Pharmacists are being encouraged to inspect the contents of Endone 5mg tablets, after one pack was found to contain Anamorph 30mg
The TGA has advised consumers and health professionals that in conjuction with Aspen Pharma, it is undertaking a product defect correction for one batch of Endone 5mg tablets (batch number CW612, expiry November 2020).
A single pack of Endone 5mg tablets in South Australia has been found to contain a blister sheet of Anamorph 30mg tablets, it warns.
While the product names were correctly printed on the back of the blister sheet, the tablets and the blisters are a similar size, shape and colour, which increases the risk of inadvertently taking the wrong medicine.
The TGA is warning consumers that Anamorph 30mg is a stronger dose (approximately four times the morphine equivalent dose of Endone) and could result in overdose and serious health risks if taken inadvertently.
Before taking any tablets from the affected batch of Endone 5mg, patients should visually inspect blister sheets to ensure they contain the correct medicine.
As a further precautionary measure, pharmacists are also being asked to visually inspect the contents of packets of Endone 5mg tablets from the affected batch to ensure they are correct before dispensing.

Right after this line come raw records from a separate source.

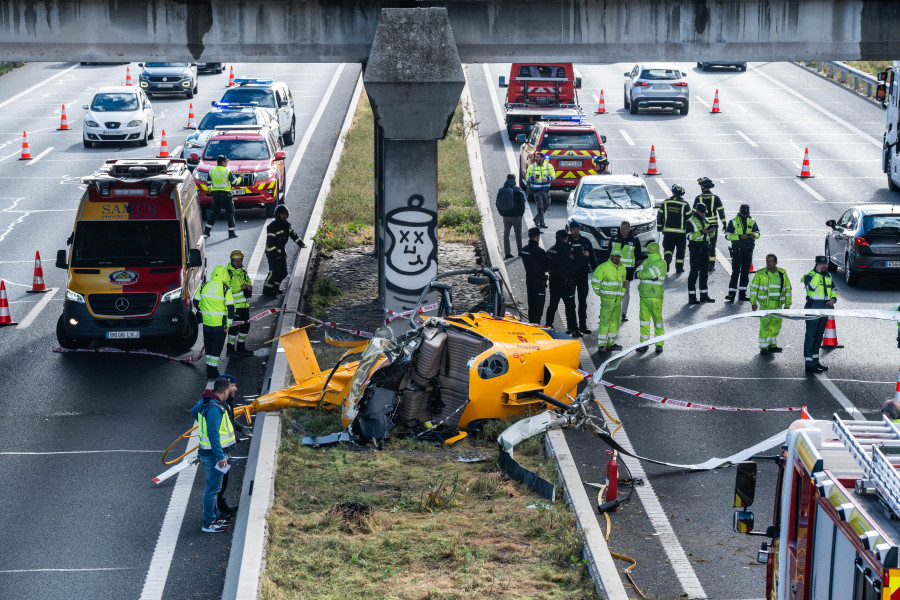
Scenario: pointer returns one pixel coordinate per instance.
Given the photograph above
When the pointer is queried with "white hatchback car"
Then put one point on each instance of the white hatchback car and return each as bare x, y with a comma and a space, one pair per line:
118, 114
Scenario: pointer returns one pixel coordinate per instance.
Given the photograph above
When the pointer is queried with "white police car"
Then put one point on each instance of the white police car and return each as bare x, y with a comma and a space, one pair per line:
224, 114
274, 96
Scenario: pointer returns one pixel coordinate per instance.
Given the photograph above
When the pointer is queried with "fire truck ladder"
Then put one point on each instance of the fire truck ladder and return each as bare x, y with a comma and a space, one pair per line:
876, 447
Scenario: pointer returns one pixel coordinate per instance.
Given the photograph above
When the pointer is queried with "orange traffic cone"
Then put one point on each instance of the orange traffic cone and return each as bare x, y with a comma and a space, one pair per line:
163, 146
5, 317
63, 121
38, 286
26, 153
651, 167
804, 170
715, 108
830, 339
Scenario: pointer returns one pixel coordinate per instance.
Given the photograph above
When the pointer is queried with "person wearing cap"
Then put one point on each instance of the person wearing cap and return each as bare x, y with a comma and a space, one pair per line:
562, 282
625, 242
697, 232
743, 232
770, 290
651, 277
241, 291
511, 206
277, 234
220, 182
609, 283
714, 209
585, 263
536, 263
820, 294
539, 175
671, 219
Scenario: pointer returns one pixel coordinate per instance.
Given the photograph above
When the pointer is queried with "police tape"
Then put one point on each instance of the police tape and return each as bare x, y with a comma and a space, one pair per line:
190, 359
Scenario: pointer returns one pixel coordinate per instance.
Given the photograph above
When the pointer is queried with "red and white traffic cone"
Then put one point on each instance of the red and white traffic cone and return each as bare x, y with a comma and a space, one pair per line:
830, 339
26, 152
63, 121
163, 146
715, 108
38, 286
5, 317
804, 170
651, 167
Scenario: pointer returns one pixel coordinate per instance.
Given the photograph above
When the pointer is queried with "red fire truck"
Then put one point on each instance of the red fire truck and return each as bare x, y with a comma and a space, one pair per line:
836, 531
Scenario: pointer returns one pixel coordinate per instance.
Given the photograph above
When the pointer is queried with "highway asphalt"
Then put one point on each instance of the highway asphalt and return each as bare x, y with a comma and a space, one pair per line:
83, 433
753, 151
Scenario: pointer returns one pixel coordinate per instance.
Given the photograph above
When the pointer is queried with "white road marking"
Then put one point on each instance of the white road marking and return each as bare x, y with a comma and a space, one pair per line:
40, 156
34, 312
746, 139
37, 86
810, 191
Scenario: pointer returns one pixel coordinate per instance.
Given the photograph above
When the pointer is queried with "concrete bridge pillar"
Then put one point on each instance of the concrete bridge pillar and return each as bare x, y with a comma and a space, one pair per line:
414, 80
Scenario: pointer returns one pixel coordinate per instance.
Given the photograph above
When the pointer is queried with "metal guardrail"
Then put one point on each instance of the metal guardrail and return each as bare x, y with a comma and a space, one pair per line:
848, 76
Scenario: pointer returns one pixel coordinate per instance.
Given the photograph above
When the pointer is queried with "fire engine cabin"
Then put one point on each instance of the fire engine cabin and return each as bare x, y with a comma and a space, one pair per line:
836, 532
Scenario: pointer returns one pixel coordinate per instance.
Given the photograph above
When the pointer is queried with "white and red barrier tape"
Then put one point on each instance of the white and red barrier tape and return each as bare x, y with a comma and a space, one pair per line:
190, 359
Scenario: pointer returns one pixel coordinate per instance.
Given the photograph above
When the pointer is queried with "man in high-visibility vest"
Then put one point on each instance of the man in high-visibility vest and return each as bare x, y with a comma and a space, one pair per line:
216, 305
220, 182
539, 175
651, 277
241, 291
216, 432
770, 290
820, 293
609, 283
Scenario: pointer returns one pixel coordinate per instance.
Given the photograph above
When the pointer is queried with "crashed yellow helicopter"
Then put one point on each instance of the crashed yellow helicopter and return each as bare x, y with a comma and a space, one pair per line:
445, 376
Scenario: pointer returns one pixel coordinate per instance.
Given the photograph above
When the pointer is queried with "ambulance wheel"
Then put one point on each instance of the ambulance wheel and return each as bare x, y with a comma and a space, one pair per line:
66, 341
187, 341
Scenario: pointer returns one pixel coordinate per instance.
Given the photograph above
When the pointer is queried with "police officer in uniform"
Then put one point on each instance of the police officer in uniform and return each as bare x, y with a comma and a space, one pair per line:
216, 305
536, 263
585, 263
697, 233
671, 220
714, 209
562, 283
241, 291
220, 182
277, 234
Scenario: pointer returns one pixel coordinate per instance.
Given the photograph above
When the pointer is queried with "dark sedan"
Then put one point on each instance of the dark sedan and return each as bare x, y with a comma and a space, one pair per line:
865, 241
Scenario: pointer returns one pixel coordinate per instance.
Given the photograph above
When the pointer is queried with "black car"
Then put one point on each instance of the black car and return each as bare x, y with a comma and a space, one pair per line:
864, 241
159, 79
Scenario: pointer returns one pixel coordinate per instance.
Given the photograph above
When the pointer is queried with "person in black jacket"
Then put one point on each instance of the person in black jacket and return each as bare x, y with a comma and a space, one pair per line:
511, 206
562, 282
277, 234
585, 263
536, 263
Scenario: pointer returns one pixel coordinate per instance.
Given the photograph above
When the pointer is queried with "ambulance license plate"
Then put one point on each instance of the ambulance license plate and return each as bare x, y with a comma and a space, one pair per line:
122, 335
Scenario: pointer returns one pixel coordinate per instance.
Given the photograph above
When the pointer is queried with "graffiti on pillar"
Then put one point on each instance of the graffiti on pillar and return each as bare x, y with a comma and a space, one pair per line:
411, 257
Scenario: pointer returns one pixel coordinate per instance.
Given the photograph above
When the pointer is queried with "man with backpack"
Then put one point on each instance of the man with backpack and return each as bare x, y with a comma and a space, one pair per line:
511, 206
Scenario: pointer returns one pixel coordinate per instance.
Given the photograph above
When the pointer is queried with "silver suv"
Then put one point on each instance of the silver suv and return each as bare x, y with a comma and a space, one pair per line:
656, 85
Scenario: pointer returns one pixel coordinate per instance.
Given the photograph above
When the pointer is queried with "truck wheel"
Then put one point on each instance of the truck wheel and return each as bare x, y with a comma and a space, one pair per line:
67, 342
187, 341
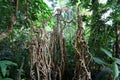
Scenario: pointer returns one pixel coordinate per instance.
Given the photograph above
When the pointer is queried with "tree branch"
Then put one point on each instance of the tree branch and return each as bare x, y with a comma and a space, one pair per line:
10, 25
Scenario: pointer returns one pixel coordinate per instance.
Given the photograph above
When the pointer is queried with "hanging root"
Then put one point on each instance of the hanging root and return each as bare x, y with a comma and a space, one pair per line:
81, 70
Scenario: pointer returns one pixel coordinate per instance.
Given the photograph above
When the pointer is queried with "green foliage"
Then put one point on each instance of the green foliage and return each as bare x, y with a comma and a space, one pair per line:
4, 65
113, 66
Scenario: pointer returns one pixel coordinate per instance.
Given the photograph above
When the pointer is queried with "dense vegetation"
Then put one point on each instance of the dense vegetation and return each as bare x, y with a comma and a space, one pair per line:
79, 40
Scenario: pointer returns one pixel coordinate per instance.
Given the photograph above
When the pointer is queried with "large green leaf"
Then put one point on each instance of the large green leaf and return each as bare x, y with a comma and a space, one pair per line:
108, 53
115, 70
3, 69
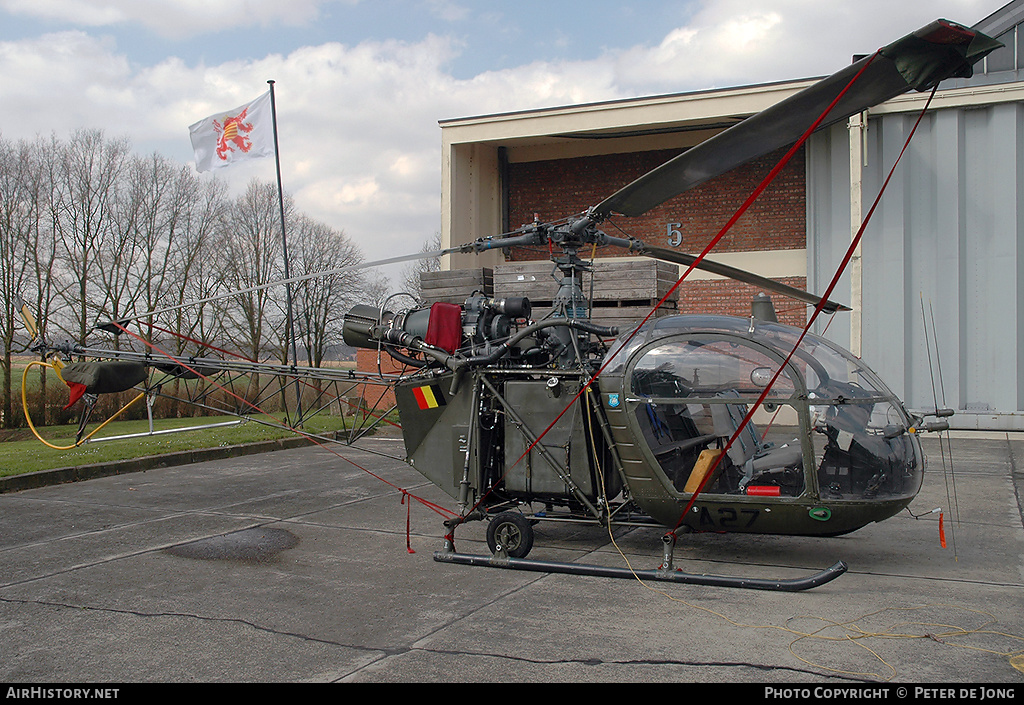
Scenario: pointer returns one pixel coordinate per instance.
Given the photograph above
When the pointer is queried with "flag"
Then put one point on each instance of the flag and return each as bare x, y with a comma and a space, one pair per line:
223, 138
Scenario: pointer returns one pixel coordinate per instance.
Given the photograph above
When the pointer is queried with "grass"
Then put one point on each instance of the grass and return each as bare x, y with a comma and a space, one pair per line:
24, 453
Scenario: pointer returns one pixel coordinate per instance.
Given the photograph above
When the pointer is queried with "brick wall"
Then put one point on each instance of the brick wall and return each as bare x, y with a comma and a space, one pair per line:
776, 220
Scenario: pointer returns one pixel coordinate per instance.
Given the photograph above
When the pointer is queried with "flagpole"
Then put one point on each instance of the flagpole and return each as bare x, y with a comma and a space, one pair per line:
289, 329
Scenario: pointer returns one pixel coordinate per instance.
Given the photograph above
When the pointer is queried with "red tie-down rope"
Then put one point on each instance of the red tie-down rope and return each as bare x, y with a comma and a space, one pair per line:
404, 493
817, 309
711, 245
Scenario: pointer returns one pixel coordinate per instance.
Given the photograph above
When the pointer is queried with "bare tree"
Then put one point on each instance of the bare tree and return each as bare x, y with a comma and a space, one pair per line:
322, 301
88, 170
411, 273
20, 211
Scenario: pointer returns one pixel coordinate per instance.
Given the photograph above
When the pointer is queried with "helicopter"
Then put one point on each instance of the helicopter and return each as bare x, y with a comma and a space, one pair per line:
688, 422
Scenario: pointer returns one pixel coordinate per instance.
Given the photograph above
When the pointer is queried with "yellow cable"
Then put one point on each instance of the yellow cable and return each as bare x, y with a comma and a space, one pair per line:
28, 417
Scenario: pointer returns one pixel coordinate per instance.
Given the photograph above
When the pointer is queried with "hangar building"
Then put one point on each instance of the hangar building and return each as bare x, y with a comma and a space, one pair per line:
938, 285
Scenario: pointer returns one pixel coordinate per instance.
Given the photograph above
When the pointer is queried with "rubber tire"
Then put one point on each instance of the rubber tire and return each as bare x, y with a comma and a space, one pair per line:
514, 530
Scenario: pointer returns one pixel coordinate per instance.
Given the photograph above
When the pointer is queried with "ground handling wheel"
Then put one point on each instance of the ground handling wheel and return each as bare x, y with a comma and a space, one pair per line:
511, 531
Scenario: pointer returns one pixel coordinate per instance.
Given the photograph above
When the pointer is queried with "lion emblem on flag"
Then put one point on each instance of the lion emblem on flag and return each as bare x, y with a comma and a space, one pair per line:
232, 134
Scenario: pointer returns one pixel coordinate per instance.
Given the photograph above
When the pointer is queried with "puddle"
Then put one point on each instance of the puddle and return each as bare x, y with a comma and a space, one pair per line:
249, 544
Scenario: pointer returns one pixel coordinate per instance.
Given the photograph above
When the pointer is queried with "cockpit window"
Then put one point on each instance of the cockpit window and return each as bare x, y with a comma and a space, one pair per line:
701, 368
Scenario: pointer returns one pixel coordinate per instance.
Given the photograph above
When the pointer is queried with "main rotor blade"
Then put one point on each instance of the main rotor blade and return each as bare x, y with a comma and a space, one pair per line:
933, 53
740, 276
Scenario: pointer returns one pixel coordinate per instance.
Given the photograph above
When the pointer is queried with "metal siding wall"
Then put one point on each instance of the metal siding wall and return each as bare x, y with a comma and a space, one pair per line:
945, 235
828, 217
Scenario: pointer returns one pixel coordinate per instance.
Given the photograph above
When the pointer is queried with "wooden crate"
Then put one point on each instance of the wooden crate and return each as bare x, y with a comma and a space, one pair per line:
455, 286
624, 291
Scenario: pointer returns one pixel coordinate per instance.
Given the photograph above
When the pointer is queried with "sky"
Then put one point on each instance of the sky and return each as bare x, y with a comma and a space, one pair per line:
360, 85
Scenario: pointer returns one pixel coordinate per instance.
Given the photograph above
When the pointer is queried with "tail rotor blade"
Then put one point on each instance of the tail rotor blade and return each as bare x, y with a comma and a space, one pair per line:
920, 60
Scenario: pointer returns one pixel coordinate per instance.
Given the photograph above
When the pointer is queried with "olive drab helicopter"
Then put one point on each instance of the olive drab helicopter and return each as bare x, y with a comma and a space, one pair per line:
687, 422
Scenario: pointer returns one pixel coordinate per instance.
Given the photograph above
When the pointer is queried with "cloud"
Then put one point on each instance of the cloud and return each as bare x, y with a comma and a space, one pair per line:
360, 144
174, 18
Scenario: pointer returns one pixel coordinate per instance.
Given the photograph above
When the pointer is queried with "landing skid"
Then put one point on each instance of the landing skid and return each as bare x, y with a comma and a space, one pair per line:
670, 575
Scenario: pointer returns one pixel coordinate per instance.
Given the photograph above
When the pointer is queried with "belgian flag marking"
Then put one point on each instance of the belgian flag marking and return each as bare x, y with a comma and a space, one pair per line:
428, 397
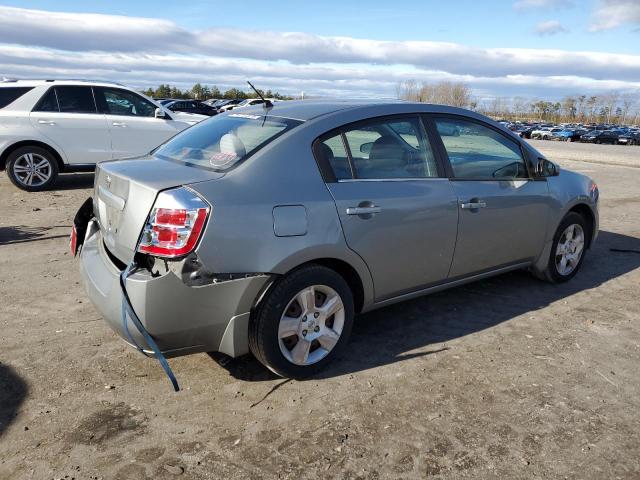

Patients are advised to take any incorrect tablets they spot back to their pharmacy.
A quarantine placed on Endone 5mg tablets from batch number CW612 on Friday 26 July 2019 has been lifted, the TGA advised health professionals.
However, if any incorrect blister sheets are found in packs of Endone 5mg tablets, or any other product, health professionals should inform the sponsor and follow all relevant dispensing guidelines and in accordance with their jurisdictional poisons legislation, says the TGA.